A LSE anunciou que devolveria o dinheiro líbio. Demitir gente como a Maison Dior fez com Galliano, nem pensar. Investigar os critérios que a escola usa para receber doações, muito menos. Fez-se tudo à moda dos clubes. Gaddafi sempre foi Gaddafi, a LSE é que não era exatamente o que se pensava.
Quando a poeira da Líbia assentar, talvez se comece a discutir as relações incestuosas entre universidades, centros de pesquisa e órgão de imprensa com ditadores. Príncipes sauditas espargem dinheiro em instituições americanas como se fossem tâmaras.
O Cazaquistão abarrota publicações respeitáveis com parolagens autocongratulatórias que elas classificam como "informes especiais". Isso para não se falar nos seminários de fancaria frequentemente montados nas capitais do circuito Elizabeth Arden. Se cada seminário desses anunciar quanto custa cada sábio-palestrante, lances como o da LSE dificilmente se repetirão.

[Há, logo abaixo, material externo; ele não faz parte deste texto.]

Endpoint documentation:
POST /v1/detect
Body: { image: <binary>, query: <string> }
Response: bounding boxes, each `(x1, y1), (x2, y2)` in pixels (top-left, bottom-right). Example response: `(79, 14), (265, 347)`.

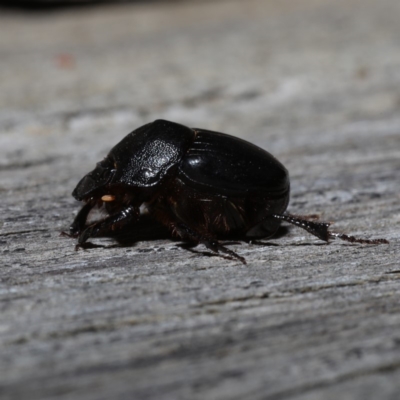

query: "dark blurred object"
(0, 0), (157, 11)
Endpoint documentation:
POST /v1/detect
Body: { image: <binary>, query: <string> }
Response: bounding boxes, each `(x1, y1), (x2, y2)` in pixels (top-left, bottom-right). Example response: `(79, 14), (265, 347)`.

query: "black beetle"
(69, 120), (388, 263)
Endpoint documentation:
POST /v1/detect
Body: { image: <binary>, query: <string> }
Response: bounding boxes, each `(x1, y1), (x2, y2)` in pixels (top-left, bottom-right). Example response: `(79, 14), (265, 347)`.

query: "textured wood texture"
(0, 0), (400, 400)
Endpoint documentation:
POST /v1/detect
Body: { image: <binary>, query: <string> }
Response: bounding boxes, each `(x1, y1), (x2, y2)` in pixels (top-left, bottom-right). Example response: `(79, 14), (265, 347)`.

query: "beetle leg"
(273, 214), (389, 244)
(78, 206), (139, 246)
(174, 223), (246, 264)
(69, 202), (93, 237)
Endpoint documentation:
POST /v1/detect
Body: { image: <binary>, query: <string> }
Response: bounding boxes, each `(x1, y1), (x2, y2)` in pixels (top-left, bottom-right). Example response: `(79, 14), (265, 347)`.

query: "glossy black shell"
(72, 120), (289, 208)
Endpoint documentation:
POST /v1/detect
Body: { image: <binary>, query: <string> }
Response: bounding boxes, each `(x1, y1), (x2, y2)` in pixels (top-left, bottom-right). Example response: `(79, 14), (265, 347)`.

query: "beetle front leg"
(69, 202), (93, 237)
(78, 206), (139, 246)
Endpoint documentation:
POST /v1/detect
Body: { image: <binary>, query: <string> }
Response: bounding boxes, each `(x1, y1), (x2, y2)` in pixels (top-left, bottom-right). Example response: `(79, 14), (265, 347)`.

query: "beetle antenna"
(273, 214), (389, 244)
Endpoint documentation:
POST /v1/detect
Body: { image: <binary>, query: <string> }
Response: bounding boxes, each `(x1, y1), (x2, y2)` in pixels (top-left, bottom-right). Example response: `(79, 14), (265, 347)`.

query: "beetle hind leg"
(273, 214), (389, 244)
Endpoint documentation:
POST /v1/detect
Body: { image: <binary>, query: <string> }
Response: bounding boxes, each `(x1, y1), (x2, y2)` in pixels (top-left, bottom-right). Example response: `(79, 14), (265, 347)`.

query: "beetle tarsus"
(69, 202), (93, 238)
(273, 214), (331, 242)
(329, 232), (389, 244)
(273, 214), (389, 244)
(78, 206), (139, 245)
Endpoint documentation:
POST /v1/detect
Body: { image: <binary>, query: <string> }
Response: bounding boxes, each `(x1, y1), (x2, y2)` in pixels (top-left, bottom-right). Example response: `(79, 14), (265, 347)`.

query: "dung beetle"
(68, 120), (388, 263)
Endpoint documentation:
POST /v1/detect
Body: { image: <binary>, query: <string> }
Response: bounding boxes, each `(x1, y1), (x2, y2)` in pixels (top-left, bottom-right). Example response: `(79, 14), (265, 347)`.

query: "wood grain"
(0, 0), (400, 400)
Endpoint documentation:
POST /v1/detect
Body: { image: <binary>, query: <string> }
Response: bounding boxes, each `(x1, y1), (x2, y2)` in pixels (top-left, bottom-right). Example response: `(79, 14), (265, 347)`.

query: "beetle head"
(72, 157), (116, 200)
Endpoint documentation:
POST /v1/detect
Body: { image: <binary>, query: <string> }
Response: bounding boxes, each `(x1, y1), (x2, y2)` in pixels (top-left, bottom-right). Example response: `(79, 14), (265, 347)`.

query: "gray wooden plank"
(0, 0), (400, 400)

A sabedoria convencional ensina que na Jordânia e na Síria funcionam governos policiais e corruptos. Está entendido que o rei Abdula 2º e o presidente Assad são ditadores, mas suas mulheres parecem Cinderelas de um novo tempo. A rainha Rania é ambientalista e tuiteira, com MBA pela Universidade Americana do Cairo, passagens pelo Citibank e pela Apple. É amiga de Nicole Kidman e da infalível Naomi Campbell. Festejou seus 40 anos com 600 convidados globais. Eles brindaram no deserto, pisando em areias umedecidas por jorros de pipas d'água.
Na Síria reina Asma, mulher do presidente Assad. Estudou no King's College de Londres e passou pelo fundo de derivativos do Deutsche Bank e pelo JP Morgan.
Ela se dedica a amparar o desenvolvimento rural. É o rosto cosmopolita do governo. Seu marido tem outros interesses: com tecnologia pirata paquistanesa e assistência da Coreia do Norte, montava um reator nuclear que produziria plutônio, e, com ele, umas bombinhas. Em setembro de 2007, a aviação israelense detonou-o.
Os ditadores de todo o mundo sabem que universidades ilustres e empresários endinheirados gostam de polir celebridades. O filho de Gaddafi só se tornou um quindim azedo para a London School of Economics porque ela aceitou seu dinheiro na época errada. Seus doutores precisam de uma consultoria da Maison Dior.
MEMÓRIA
O Itamaraty diz que foi surpreendido porque Muammar Gaddafi listou o Brasil entre os eternos amigos da sua Líbia. Gaddafi pode ser louco, mas devia ter motivos para achar que a diplomacia brasileira estava ao seu lado.
Noves fora ter sido chamado por Lula de "amigo, irmão e líder", Gaddafi deve saber do que Nosso Guia estava falando quando afirmou o seguinte, em dezembro de 2003: "Quero dizer ao presidente Gaddafi que, ao longo dessa trajetória política, assumi muitos compromissos políticos. Fizemos alguns adversários e muitos amigos. Hoje, como presidente da República do Brasil, jamais esqueci os amigos que eram meus amigos quando eu ainda não era presidente da República".
Do que Lula não esqueceu, e hoje ninguém quer lembrar, só ele e Gaddafi sabem.
O SONHO DA PRAIA
Se e quando o companheiro Obama vier ao Brasil, ele gostaria de passar alguns momentos numa praia do Rio. Tarefa aparentemente fácil, exigirá atenção do Itamaraty, pois em 2004 o presidente russo Vladimir Putin tinha o mesmo interesse e, enfurecido, perdeu o programa.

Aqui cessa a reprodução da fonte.